The basic approach of outlier detection is to consider points distant from other points as outliers. One way of determining the distance of a point to other clusters of points is to explore the distance to its nearest neighbors. For each value of K, the Multivariate k-Nearest Neighbor Outliers utility displays a plot of the Euclidean distance from each point to its Kth nearest neighbor. You specify the largest value of K, denoted as k. Plots are provided for K = 1,2,3,...,k, skipping values by the Fibonacci sequence to avoid displaying too many plots.
This approach is sensitive to the specified value of k. A small value of k can miss identifying points as outliers and a large value of k can falsely classify points as outliers:
•
|
Suppose that the specified k is small, so that you are studying only a few neighbors. If there is a cluster of more than k points that is far from the rest of the points, then the points within the cluster will have small distances to their nearest neighbors. You might be unable to detect the cluster of outliers.
|
•
|
Suppose that the specified k is large, so that you are studying a large number of neighbors. If there are clusters with fewer than k data points, then the points within these clusters can appear to be outliers. You might overlook the fact that the points form a cluster, interpreting the individual cluster members as outliers instead.
|
When you select Multivariate k-Nearest Neighbor Outliers from the list of commands, you are asked to specify the value of k to use as an upper bound for the furthest neighbor to be considered. Notice that the default value is set to 8.

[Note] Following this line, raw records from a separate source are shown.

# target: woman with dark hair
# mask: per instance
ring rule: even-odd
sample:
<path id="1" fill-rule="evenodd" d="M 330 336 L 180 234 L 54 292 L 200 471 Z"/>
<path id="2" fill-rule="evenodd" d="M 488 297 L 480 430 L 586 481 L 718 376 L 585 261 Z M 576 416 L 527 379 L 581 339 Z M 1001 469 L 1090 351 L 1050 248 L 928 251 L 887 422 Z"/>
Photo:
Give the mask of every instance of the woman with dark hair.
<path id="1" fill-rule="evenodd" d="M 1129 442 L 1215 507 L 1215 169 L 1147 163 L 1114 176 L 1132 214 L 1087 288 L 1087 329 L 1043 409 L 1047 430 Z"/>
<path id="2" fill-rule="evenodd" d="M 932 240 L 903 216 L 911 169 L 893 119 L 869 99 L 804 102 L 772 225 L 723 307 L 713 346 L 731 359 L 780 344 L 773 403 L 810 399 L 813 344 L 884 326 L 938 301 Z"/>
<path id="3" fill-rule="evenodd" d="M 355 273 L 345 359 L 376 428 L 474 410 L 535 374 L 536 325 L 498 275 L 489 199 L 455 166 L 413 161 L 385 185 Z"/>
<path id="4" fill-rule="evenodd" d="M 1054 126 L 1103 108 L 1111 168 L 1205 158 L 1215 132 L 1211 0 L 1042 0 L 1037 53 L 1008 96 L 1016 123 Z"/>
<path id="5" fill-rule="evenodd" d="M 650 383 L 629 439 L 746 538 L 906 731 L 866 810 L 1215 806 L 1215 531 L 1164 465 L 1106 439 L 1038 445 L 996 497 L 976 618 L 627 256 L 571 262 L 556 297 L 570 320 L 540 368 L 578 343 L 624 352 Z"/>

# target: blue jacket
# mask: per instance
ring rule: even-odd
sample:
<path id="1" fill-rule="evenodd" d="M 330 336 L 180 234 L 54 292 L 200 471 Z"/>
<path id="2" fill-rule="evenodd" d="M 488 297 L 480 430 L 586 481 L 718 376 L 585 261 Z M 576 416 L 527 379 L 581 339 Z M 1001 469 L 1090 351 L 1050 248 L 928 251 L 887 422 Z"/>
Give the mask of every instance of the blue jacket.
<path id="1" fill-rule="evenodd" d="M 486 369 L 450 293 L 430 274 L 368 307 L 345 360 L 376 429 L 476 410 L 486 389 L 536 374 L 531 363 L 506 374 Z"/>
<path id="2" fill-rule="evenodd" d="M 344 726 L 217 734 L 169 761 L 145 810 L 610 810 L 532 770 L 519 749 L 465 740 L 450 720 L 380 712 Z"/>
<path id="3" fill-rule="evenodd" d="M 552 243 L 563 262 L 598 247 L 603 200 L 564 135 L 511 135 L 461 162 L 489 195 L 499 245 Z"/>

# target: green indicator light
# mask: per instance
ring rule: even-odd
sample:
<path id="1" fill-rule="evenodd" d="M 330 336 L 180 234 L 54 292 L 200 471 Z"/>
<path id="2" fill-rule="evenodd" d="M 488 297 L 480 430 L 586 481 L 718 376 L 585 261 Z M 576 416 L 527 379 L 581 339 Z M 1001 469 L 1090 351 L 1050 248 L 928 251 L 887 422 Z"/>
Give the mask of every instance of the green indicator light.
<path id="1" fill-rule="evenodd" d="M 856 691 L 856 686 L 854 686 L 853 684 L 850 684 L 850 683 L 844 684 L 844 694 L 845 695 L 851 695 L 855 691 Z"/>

The report shows plots for select values of K up to the value k. The value of K for each plot is displayed in its vertical axis label. It is of the form Distance to Neighbor K = <a>, where a is an integer denoting the ath closest neighbor. Each plot shows the distance from the point in the ith row to its ath nearest neighbor. The points that have large distances from their neighbors, across multiple values of K, are likely to be outliers.